When Wilde first stepped onto the field for spring practice at Northwestern, he had the realization: “OK, this is a bit of an adjustment.”
The game was moving a little faster than he was used to. He needed to think faster, to move faster.
Wilde knows almost every Big Ten player is going to be bigger, faster and stronger than what he was used to at SDSU. Lujan laid out three areas where the margin for error becomes slimmer at this level: winning at the line of scrimmage, winning at the top of the route and winning at the catch point.
“I’ve seen him make some unbelievable catches,” Lujan said. “He’s left a few opportunities on the table in that regard.”
The contested catches, like the one against Canady, is an area Wilde zeroes in on as needing work.
Making a few more of those would help Stone, who struggled in his two FBS matchups against Tulane and Oregon, throwing for 296 yards with no touchdowns and six interceptions. After Northwestern’s win over Western Illinois, Stone called Wilde “a safety valve” who can make plays on throws that aren’t perfect.
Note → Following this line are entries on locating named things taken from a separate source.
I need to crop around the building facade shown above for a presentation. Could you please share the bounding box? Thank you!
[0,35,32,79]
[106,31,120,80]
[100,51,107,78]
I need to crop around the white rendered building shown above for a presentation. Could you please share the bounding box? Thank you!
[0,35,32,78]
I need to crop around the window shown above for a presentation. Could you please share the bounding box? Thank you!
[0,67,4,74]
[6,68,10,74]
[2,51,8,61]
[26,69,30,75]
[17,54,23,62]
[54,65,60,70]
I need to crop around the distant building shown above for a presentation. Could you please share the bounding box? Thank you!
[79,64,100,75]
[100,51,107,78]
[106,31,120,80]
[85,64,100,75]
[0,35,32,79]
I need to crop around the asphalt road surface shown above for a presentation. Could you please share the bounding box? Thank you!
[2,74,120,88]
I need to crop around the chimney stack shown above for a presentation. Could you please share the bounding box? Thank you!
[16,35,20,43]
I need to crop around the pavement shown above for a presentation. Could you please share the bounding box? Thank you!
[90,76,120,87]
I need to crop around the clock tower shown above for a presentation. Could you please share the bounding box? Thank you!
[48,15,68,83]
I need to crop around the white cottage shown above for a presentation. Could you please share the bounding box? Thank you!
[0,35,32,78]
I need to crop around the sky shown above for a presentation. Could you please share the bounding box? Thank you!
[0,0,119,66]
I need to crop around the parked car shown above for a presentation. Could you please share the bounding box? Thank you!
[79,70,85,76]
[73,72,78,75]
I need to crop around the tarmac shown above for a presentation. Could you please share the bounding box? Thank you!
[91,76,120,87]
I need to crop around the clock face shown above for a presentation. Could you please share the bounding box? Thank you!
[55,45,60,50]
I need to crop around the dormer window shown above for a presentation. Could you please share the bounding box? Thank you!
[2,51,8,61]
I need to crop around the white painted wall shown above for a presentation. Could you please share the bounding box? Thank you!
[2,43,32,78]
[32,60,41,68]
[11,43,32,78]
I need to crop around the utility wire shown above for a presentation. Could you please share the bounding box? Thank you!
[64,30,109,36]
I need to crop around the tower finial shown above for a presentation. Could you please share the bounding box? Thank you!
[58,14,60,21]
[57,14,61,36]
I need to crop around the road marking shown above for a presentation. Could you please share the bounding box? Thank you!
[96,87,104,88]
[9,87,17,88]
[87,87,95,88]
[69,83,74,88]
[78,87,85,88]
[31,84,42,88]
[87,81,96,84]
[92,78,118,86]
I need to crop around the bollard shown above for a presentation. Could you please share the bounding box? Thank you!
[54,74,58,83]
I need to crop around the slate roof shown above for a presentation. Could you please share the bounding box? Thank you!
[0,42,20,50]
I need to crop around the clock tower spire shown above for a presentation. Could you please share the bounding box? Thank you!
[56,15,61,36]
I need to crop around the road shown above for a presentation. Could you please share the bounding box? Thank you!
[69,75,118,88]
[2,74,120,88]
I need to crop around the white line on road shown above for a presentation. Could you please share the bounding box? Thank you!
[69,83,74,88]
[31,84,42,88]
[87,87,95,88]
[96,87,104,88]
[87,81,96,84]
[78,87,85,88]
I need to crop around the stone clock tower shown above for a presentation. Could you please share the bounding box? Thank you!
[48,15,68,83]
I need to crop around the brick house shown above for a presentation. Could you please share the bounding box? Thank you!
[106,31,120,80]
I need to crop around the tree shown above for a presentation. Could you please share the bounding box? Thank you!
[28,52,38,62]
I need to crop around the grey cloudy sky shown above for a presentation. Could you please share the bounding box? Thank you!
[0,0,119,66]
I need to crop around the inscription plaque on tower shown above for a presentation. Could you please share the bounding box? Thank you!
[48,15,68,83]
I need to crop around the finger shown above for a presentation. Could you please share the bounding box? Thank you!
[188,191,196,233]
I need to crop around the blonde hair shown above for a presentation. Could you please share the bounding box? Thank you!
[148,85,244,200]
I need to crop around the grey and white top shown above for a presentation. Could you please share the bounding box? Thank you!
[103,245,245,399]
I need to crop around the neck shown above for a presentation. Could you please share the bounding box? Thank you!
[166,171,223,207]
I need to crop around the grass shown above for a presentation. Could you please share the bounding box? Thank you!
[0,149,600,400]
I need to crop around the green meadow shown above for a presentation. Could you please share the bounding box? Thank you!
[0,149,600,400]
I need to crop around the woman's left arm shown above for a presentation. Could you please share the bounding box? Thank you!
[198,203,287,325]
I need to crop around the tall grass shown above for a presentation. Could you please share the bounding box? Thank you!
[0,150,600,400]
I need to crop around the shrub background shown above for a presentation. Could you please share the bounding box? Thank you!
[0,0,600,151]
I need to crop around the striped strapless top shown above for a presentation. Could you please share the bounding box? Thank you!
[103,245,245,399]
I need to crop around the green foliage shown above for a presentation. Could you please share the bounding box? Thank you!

Wilde said Wildcats wide receivers are focused on helping Stone build trust by not dropping catchable balls.
“The biggest difference is the DBs and how they play the ball,” Wilde said. “When you’re going to catch it and how they’re punching for the ball and always trying to attack the ball. … They’re a little more assignment sound, and overall things like that just make it a little bit tougher.”
Despite the step up in competition, Wilde carried a lot of helpful knowledge with him from SDSU.
He can count on one hand the number of losses he experienced over the three years before he arrived at Northwestern. Sioux Falls Jefferson was an undefeated state champion his senior year of high school, and SDSU went undefeated on the way to the FCS national championship in 2023. The Jackrabbits lost three games last year, including in an FCS semifinal.
Wilde knows what a winning program looks like, even if it was at a lower level.
“It all starts with the culture that you’re building,” he said. “That starts with little things, like are you picking up your locker? Are you finishing your lifts or skipping reps? Little things that don’t seem so big at the moment but overall will slip into the game. As a receiver, am I lining up 1 yard outside of where I should be? Am I 1 yard shorter than I should be and is that causing the play to slip up?
“Holding yourself to a standard — and then also just playing with a level of confidence that you’re here for a reason is definitely something that has translated too. Like you wouldn’t be here if you weren’t good enough to play.”
There’s an opportunity to build on that confidence Saturday against a UCLA defense that gave up 431 yards per game in its first three games. The Bruins fired coach DeShaun Foster and parted with defensive coordinator Ikaika Malloe last week.
Northwestern coaches know they’ll see Wilde motivated to show more of what he can do.
“I wouldn’t even say it’s a desire to prove he wants to play at this level,” Lujan said. “He has a desire to prove he’s the best. And that’s always been the case going back to when he was an underrecruited kid from South Dakota. I’m excited to see how that continues to carry on through the duration of his career.”